Police, courts, and prisons are central tools of the state for preventing the creation of different forms of life, and in recent months, political repression has reached a new level: with protestors receiving terrorism charges, or being extradited internationally; federal grand juries imprisoning people in solitary confinement for refusing to collaborate with authorities; and the persecution of online whistleblowers for exposing the secrets of the powerful.
What can we do to resist the intimidation of this repressive system, to coordinate and mobilize within our existing networks, and to build new forms of solidarity strong enough to continue the struggle?
Join us for an open participatory discussion with some activists who will talk about their own direct experiences and insights relating to raids on their homes and workplaces, grand jury subpoenas and resistance, and political prisoner support work. We will also discuss some current cases of friends and comrades in need of our support, interest, care, and attention. Repression is something that affects us all, and the more we know, the less it can have its intended effect of making us afraid, dispersed, isolated, withdrawn.
Free literature and materials will be available at the event, and donations will be accepted, with all proceeds going to the grand jury resisters in the Pacific Northwest.
- Support Joel Bitar
- Committee Against Political Repression
- Pacific Northwest Grand Jury Defiance
- Conspire to Resist
- NYC Anarchist Black Cross
- 16 Beaver Group
In October we edited a zine, “For the Pacific Northwest Grand Jury Resisters“, “Providing an overview of the circumstances surrounding the imprisoned Pacific Northwest grand jury resisters, this 80-page zine also functions as a timely primer on grand juries in general. Includes the resisters’ statements, news articles, primary source documents, tips on what to do if you’re subpoenaed to testify before a grand jury, and a detailed history of grand juries and their use as a tool to suppress political organizing and revolutionary struggle in the United States.”
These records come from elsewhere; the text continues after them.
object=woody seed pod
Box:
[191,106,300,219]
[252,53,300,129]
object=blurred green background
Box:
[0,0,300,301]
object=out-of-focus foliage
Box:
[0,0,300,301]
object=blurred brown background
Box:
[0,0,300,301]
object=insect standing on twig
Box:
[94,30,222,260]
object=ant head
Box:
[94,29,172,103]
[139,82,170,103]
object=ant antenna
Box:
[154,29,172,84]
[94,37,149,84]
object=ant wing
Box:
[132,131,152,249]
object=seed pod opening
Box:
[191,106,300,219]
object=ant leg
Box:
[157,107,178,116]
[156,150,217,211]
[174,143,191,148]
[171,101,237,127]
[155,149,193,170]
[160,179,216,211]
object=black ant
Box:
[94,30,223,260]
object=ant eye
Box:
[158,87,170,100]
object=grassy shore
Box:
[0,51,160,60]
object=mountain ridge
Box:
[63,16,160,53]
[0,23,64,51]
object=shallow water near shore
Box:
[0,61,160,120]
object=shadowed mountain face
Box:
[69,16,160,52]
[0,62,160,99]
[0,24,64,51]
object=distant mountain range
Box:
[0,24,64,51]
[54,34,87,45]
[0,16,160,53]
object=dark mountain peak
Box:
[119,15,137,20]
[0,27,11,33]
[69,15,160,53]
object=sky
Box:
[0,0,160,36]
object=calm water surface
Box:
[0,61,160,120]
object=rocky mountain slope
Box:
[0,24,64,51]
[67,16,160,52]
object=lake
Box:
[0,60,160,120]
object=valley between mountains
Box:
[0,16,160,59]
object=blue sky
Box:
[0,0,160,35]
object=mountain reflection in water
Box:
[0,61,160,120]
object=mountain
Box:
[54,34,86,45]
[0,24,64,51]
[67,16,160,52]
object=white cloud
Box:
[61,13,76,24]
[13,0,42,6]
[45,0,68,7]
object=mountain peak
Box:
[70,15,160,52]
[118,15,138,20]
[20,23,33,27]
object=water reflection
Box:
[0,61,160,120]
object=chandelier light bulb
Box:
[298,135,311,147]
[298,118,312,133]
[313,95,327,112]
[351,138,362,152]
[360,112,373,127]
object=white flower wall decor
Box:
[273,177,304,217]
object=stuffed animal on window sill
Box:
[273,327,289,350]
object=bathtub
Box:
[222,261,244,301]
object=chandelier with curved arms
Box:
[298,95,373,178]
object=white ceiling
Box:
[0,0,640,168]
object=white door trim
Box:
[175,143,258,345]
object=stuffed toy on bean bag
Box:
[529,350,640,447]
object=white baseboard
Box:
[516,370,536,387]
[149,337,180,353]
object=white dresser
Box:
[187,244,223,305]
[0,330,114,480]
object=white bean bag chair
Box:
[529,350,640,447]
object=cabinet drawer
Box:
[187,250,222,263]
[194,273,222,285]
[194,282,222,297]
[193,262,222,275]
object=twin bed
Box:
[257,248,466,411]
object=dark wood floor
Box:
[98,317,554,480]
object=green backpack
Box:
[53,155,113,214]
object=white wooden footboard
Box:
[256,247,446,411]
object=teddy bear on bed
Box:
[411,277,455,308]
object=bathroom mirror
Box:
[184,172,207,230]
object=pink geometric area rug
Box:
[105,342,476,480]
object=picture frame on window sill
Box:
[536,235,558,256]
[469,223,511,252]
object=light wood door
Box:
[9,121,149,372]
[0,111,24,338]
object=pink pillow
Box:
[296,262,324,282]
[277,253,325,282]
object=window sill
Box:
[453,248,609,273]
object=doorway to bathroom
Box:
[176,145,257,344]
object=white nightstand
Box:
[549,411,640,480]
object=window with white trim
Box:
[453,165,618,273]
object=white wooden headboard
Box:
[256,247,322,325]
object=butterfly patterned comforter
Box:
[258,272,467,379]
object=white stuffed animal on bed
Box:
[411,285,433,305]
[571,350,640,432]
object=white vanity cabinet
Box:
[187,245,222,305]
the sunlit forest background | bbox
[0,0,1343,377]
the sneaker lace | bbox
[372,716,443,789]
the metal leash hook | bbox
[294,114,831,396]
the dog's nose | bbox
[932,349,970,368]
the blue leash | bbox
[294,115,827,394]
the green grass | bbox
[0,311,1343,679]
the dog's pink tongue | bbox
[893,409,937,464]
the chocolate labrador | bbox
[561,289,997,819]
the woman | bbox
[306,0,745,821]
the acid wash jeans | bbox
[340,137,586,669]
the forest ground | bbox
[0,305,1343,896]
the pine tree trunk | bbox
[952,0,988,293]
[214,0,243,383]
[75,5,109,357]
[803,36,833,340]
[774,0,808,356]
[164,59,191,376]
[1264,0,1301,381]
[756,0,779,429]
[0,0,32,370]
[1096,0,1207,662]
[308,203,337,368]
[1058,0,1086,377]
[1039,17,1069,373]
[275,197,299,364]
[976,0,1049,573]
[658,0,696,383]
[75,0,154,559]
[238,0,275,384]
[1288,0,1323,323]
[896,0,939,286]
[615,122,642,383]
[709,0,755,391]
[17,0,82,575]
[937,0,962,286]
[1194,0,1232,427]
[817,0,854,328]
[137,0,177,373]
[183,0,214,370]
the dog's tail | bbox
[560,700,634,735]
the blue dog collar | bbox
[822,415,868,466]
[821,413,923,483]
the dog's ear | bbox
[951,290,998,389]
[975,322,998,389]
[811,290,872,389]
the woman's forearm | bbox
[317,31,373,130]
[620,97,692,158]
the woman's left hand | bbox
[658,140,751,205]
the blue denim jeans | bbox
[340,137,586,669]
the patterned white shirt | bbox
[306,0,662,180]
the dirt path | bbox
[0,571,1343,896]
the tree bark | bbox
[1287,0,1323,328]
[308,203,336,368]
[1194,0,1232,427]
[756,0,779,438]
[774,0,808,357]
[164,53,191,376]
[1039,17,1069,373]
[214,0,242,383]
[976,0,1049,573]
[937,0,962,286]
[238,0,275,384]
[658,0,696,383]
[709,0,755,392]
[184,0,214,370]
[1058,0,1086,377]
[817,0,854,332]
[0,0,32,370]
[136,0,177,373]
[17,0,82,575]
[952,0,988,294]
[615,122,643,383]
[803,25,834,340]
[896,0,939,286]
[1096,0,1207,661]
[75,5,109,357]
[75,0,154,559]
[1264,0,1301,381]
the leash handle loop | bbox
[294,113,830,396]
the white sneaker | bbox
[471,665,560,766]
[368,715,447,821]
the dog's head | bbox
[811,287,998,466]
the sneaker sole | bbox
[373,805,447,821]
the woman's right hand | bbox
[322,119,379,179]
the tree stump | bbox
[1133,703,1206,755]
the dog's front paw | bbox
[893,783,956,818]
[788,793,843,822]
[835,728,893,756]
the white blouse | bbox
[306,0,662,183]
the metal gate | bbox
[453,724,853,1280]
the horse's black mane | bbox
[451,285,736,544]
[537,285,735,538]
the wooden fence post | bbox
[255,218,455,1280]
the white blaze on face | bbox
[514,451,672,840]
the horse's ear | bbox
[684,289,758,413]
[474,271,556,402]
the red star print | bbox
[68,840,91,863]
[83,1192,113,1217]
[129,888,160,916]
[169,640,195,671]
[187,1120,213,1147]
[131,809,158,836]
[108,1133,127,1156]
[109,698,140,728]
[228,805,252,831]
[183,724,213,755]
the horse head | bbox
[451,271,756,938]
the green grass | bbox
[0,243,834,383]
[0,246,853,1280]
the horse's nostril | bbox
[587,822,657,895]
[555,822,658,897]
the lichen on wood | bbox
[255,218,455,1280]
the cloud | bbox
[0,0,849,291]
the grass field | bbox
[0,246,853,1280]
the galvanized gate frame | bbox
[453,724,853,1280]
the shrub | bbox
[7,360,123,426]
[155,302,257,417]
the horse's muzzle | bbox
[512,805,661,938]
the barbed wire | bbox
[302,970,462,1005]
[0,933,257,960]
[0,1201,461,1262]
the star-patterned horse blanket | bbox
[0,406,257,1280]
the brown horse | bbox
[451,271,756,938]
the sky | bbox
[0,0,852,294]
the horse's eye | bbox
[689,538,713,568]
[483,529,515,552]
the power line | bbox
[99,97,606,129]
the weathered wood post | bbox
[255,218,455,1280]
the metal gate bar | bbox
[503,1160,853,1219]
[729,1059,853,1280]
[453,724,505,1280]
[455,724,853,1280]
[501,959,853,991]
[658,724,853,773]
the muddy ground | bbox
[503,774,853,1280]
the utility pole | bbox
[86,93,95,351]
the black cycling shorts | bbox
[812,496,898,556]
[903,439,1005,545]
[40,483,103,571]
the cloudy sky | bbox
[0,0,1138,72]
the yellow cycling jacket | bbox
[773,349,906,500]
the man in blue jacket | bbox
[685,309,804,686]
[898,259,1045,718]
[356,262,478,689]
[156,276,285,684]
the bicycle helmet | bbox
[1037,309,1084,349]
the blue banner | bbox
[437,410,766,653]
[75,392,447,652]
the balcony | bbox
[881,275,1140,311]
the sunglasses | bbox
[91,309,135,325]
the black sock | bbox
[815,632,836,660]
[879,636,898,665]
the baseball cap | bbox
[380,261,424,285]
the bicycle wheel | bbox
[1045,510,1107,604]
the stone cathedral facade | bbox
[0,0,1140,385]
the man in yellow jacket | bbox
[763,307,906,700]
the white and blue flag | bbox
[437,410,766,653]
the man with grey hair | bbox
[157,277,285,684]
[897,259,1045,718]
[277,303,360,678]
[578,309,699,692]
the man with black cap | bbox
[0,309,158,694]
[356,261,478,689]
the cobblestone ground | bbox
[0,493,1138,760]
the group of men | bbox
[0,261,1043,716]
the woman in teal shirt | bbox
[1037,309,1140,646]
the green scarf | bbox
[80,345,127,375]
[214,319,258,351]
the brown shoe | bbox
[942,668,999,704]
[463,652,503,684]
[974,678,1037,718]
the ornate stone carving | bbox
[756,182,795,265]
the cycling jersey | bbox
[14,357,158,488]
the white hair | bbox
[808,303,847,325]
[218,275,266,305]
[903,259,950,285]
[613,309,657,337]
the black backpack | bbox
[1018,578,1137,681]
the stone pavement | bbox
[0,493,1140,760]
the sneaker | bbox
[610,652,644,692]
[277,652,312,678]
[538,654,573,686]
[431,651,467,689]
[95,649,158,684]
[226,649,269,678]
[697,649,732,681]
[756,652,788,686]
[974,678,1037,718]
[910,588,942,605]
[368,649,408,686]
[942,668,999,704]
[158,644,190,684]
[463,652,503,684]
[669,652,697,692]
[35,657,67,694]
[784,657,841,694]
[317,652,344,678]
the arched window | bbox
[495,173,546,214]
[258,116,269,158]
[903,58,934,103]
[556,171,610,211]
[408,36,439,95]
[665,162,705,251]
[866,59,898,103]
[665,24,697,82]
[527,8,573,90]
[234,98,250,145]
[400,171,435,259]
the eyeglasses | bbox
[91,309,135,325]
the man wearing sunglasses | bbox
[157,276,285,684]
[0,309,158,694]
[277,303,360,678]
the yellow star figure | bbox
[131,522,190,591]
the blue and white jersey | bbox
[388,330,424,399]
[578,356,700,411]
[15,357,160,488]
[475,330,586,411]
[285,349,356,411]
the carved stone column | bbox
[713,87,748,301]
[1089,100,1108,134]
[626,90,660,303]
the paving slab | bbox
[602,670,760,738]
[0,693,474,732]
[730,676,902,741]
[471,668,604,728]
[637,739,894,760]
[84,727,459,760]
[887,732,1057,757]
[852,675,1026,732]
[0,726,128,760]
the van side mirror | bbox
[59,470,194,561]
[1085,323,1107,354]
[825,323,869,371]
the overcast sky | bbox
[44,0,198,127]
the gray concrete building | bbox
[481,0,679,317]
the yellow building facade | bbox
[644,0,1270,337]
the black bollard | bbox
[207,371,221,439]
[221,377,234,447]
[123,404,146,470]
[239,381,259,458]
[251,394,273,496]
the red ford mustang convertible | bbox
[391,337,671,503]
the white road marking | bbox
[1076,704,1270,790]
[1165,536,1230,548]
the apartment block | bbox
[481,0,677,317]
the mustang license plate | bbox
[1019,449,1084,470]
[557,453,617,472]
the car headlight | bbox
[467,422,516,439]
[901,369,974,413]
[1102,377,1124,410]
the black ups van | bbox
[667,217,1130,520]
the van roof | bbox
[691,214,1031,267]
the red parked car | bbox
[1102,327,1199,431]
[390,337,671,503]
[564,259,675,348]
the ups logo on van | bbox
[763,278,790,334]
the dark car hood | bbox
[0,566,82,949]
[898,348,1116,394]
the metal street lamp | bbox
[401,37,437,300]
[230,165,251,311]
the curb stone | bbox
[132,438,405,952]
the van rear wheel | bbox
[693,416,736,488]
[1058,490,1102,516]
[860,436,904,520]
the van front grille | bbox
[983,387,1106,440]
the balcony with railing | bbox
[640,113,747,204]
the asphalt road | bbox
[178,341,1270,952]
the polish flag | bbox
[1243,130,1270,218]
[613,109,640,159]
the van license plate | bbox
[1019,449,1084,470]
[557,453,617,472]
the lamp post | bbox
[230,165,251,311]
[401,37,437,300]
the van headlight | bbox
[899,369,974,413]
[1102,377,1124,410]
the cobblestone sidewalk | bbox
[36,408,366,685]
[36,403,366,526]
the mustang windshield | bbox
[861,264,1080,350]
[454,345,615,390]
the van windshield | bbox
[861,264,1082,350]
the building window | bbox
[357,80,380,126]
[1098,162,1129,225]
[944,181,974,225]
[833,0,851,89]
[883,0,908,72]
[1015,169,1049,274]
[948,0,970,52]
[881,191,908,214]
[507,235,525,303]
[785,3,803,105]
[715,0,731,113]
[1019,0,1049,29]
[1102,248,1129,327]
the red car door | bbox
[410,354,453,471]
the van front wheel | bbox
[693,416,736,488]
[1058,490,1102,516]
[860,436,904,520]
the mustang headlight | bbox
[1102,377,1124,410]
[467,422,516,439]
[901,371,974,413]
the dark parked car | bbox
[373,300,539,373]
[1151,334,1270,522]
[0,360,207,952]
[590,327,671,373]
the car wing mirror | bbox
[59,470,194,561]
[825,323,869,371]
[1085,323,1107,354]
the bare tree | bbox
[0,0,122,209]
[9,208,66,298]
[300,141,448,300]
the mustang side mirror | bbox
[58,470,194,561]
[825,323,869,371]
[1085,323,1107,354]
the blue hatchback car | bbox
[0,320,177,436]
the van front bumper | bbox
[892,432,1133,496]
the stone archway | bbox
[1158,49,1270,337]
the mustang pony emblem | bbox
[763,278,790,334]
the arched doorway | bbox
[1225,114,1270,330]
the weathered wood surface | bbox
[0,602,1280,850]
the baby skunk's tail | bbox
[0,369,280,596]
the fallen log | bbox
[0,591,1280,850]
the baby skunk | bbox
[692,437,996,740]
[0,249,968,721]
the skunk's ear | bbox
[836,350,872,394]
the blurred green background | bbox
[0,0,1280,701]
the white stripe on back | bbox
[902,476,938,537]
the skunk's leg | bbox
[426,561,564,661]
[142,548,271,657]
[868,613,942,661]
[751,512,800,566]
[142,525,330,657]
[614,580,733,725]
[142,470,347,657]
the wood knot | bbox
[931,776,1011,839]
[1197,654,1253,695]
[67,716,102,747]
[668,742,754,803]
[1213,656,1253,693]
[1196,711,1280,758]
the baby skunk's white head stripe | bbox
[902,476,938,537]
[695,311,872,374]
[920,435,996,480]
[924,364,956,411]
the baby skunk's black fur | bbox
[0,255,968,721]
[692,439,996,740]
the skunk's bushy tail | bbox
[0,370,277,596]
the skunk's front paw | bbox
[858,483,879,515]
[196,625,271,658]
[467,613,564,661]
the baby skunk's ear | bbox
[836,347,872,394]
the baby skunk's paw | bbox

In August we organized letter writing to some political prisoners, including Jeremy Hammond and the Cleveland 4. At the time we wrote, “As you find yourself taken from your home, your friends, it is then when our affinities, solidarities, and self-organization are most challenged… We propose that we spend the time together identifying and locating those which will not be left behind, forgotten, sacrificed, ignored, in our collective pursuit of communism. If we take seriously our opposition to the organization of this world; if we take seriously our struggles to change it; then we take seriously the consequences. These consequences are material–economic and social–but also emotional, psychic. What we can share with those imprisoned are our thoughts, our care, our interest, our desires to be together again, to be together in a different world. We can share our commitments with them.”
Earlier in August we sent a letter of solidarity to the Committee Against Political Repression. We wrote, “That our philosophical curiosities, potential politics, supposed ideologies might themselves be seen as some crime, means that more than ever, we should acknowledge that our movements towards liberation are real. We shouldn’t let the state take us more seriously than we take ourselves… We’d like to think that this attempt at intimidation will fail; that every act of state repression only increases our resolve. But for this to be real, our friends, spaces, projects, networks, groups, collectives, assemblies, will need to create even stronger shows of resistance and refusal; to activate and mobilize even more, or else we will continue to suffer such abuses. This should extend beyond signing statements, writing texts, sending messages to one another, dropping banners, spray-painting slogans, keying a cop car, etc. We will do all this and more, but let’s also commit ourselves to organizing against these conditions we’re in. This commitment is the only solidarity worth having. True solidarity means rejecting compromises with the system and immersing ourselves ever deeper in the struggles of our comrades and all the oppressed.”
In recent months we have been focusing on organizing against the New York Police Department; austerity and crisis in southern Europe; and the coming austerity at home, as unions, strikes, and labor contracts are more and more defeated by local governments. We should recognize all of this as different manifestations of state repression, as we work to articulate and develop an anti-state, anti-capitalist politics.
In their bi-weekly letter writing events, the NYC Anarchist Black Cross regularly provides a vegan meal for anyone who comes, as we are trying to do with our Solidarity Dinners. We should also recognize this itself as a form of resistance and struggle, a strategy based on solidarity and collectively caring for our own reproduction, and as a direct action that goes against everything this society promotes. In these coming events, discussions, presentations, meetings, and dinners, we hope we can begin to get organized to destroy this society and its managers.